My client wanted him gone. He knew too many secrets and had too little money. The client would spare no expense in making sure he could be eliminated in a way that wouldn’t trace back to them.
I tried looking on the bright side of doing the job this way. Maybe I wouldn’t have to put so much careful thought into cleaning up afterwards. I’d still be careful, of course. But I’d been careless enough to leave parts of my own house still smelling like blood, and it would only be a matter of time before Jerry put the pieces together.

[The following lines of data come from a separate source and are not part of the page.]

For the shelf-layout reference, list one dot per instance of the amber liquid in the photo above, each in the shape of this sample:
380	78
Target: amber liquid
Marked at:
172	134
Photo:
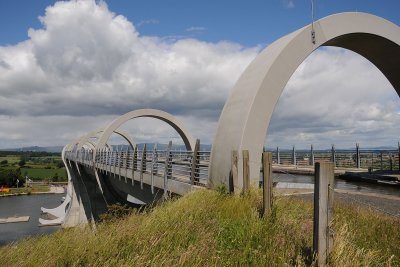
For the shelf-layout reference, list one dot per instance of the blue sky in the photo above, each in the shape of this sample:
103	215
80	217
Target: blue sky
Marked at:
86	62
249	23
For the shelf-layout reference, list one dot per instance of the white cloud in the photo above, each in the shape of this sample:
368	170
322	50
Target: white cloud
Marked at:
88	62
336	96
87	65
195	29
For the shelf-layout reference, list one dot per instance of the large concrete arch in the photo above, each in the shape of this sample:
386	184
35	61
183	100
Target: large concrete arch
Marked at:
84	139
187	138
247	112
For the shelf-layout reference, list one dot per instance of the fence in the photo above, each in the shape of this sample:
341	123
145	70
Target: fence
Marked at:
345	158
185	166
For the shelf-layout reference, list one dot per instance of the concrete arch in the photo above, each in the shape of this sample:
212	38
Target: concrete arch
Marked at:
187	138
84	139
247	112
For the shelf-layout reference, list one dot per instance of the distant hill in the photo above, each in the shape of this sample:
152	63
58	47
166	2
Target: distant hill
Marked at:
50	149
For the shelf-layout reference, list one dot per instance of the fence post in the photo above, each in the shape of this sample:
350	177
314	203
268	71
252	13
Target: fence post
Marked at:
120	160
167	166
267	182
195	163
234	171
323	211
294	156
142	166
246	170
278	156
398	151
115	162
126	163
312	158
134	164
358	159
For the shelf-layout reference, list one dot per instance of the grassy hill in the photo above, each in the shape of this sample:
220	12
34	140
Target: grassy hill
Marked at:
208	228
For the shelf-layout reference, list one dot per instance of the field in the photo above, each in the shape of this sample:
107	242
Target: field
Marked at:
43	173
27	190
16	165
209	228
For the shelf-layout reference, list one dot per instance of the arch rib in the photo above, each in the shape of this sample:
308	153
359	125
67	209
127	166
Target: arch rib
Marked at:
187	138
247	112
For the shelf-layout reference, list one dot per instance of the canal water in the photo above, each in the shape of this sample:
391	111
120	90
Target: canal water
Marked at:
27	205
30	205
339	184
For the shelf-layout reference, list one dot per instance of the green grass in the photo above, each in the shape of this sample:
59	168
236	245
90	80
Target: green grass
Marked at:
27	190
207	228
42	173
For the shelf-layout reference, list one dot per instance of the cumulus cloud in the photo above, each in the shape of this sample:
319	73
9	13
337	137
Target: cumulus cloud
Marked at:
87	65
88	61
195	29
336	96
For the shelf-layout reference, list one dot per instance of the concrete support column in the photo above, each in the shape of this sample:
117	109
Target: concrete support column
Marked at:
294	162
323	211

I hoisted my bag more securely onto my shoulder, breathing out a sharp sigh, and stepped out onto the crosswalk to get to the building complex.

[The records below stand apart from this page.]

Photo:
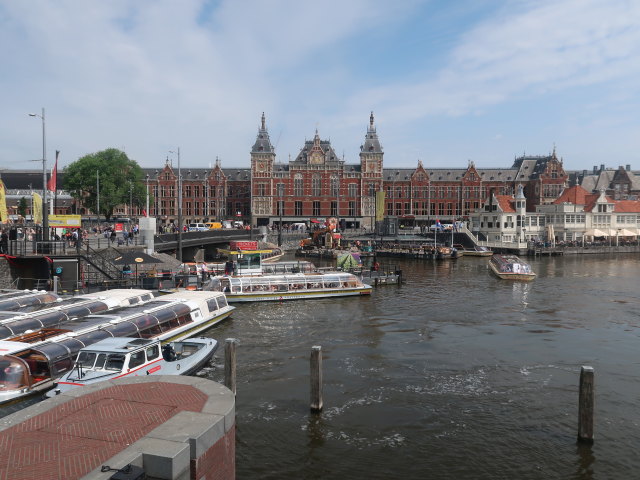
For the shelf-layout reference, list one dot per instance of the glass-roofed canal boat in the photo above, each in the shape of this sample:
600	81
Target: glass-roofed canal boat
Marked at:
30	363
123	357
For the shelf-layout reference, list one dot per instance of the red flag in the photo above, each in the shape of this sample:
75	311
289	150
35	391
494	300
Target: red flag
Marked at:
52	183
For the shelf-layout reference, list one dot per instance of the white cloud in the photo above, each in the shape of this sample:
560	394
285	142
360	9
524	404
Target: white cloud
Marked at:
153	75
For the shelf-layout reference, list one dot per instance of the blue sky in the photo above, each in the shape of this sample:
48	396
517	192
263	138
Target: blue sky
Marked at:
448	81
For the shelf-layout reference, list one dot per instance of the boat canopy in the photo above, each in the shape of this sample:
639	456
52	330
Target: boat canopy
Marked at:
28	302
284	283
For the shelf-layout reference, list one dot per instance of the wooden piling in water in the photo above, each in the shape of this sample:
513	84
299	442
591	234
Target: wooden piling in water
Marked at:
316	378
230	364
585	405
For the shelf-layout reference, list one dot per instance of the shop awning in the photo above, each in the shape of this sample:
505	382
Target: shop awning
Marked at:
597	232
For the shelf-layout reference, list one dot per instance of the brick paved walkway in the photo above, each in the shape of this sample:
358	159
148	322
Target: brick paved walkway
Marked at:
70	440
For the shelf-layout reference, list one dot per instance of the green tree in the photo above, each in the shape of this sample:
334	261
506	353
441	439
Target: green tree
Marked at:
120	180
22	207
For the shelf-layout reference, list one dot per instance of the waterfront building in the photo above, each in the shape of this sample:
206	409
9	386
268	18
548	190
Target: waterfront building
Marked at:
577	215
318	183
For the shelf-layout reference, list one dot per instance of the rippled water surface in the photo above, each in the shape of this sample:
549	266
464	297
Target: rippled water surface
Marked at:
455	374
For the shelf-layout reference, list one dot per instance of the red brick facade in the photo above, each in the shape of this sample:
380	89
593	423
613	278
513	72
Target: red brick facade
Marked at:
319	184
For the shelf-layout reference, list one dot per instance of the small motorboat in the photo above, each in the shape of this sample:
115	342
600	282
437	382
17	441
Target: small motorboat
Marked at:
510	267
122	357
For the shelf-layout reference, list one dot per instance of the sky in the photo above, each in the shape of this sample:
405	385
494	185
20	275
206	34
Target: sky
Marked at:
448	81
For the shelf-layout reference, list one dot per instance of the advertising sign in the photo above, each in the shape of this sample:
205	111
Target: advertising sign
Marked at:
380	200
64	221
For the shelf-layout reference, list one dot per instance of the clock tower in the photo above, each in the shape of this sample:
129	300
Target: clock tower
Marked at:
263	156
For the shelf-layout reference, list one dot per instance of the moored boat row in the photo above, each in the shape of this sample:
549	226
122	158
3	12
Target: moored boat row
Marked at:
510	267
31	363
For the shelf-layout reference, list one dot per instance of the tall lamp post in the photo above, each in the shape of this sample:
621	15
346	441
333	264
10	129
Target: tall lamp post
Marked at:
280	206
45	217
98	194
179	252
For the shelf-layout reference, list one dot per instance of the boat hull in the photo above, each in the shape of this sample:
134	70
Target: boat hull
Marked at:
524	277
475	253
282	296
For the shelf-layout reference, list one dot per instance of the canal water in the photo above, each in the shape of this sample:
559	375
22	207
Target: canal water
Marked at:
453	375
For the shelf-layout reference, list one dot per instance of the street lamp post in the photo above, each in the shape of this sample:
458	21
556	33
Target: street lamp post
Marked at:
45	218
179	252
147	202
280	205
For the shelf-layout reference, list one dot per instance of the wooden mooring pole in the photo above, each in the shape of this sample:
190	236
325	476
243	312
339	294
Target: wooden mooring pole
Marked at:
230	364
585	406
316	378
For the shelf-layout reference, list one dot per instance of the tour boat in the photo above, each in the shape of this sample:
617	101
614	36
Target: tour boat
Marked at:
478	251
510	267
262	288
30	363
124	357
13	324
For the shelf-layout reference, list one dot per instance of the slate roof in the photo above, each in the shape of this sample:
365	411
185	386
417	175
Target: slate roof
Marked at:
263	142
330	156
627	206
371	142
575	195
506	203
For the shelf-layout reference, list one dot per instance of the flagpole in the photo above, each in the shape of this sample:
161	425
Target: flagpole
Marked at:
55	193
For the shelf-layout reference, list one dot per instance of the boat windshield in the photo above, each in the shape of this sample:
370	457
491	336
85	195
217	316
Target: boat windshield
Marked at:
115	361
87	359
13	373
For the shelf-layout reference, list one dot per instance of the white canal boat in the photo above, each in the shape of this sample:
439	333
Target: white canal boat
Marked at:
29	364
511	267
13	324
124	357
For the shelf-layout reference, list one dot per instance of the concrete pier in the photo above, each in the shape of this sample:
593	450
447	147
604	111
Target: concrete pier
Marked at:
172	427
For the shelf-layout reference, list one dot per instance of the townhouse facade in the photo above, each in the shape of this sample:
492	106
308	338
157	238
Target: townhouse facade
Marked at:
318	183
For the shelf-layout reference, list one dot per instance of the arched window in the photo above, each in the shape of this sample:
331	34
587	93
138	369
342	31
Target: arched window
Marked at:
298	189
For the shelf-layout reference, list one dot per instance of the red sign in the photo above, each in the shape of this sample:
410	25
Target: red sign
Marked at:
243	245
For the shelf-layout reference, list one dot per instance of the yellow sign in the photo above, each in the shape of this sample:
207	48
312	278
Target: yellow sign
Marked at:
37	208
380	206
64	221
3	203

The screeching of tires snapped me back to reality. Cars skidded to a halt, swerving to avoid crashing directly into me in my distracted state.
“Sorry!” I called out, holding out my hands and backing right back onto the sidewalk. “So sorry!”
Car horns blared and several drivers scowled my way. One of them hollered out a distant “Watch where you’re going!” and I ducked further back. The back door of a taxi popped open, and a guy stepped out, looking in my direction.
I didn’t have time for this. The target had an expiration date, and I was about to miss it.
Turning on my heel, I started speedwalking to a different crosswalk, hoping to get lost in the bustle of the other pedestrians. It didn’t work, though, and the guy from the taxi clapped a hand firmly on my shoulder.
“Lace, are you okay? What are you doing here?”
I whipped around to see Jerry, a concerned look in his eye but anger in his grip.
“I’m fine,” I replied, brushing his hand away and not answering his other question. Why did he have to show up now, when I’m about to get started on my job?
“Why are you here, Lace?” he repeated, stepping closer.
This was weird. He didn’t usually care this much about where I am. We basically trust each other with everything – except, of course, the murder side gigs I took on to make ends meet. That part tends to be a bit of a red flag.
“Well… why are you here?” I retorted, gripping the strap of my bag. He looked away, rubbing the back of his neck. “You should be at work right now. What gives?”
“Okay, I needed to travel for a specific job, all right?” He sounded sharp, angry, and this might actually be the first time I had heard that edge in his voice. “It’s no big deal.”
“Where are you headed?”
“I could ask you the same.”
I tilted my head in the direction of the target’s apartment. “Right over there. I’m meeting up with… a work client.”
Jerry blinked, looking at me with an almost blank expression. “Are you going to room 201?”
As a matter of fact, I was. How could he know?
My facial expression must’ve given him his answer. He shook his head, softly grabbing my arm above the elbow and maneuvering us so that we were going towards the building. “That’s where I’m headed, too,” he murmured into my ear as we walked. “Don’t worry, we’ll work this out.”
I couldn’t figure out how to put words into a coherent sentence. What was he saying? Why is he going to the same room in the same building as me? What’s happening here?
It was a tense elevator ride, punctuated only by our breathing and the series of questions in my mind. When the doors slid open, Jerry walked right to the apartment in question and slid an inconspicuous key into the handle, turning it to open the door. With a knowing look in his eye, he gestured for me to walk in. His next few words made all my questions click into place.
“Let’s get to work.”
I’ve heard a few times that you tend to attract the things you spend the most time thinking about. If you think about how much debt you’re in, it’s all you end up seeing. Think too much about something like the Mandela Effect and you’ll keep finding new ways to prove that it exists.
I spent a lot of time thinking about killing, and it might be the reason I ended up finding and marrying a killer.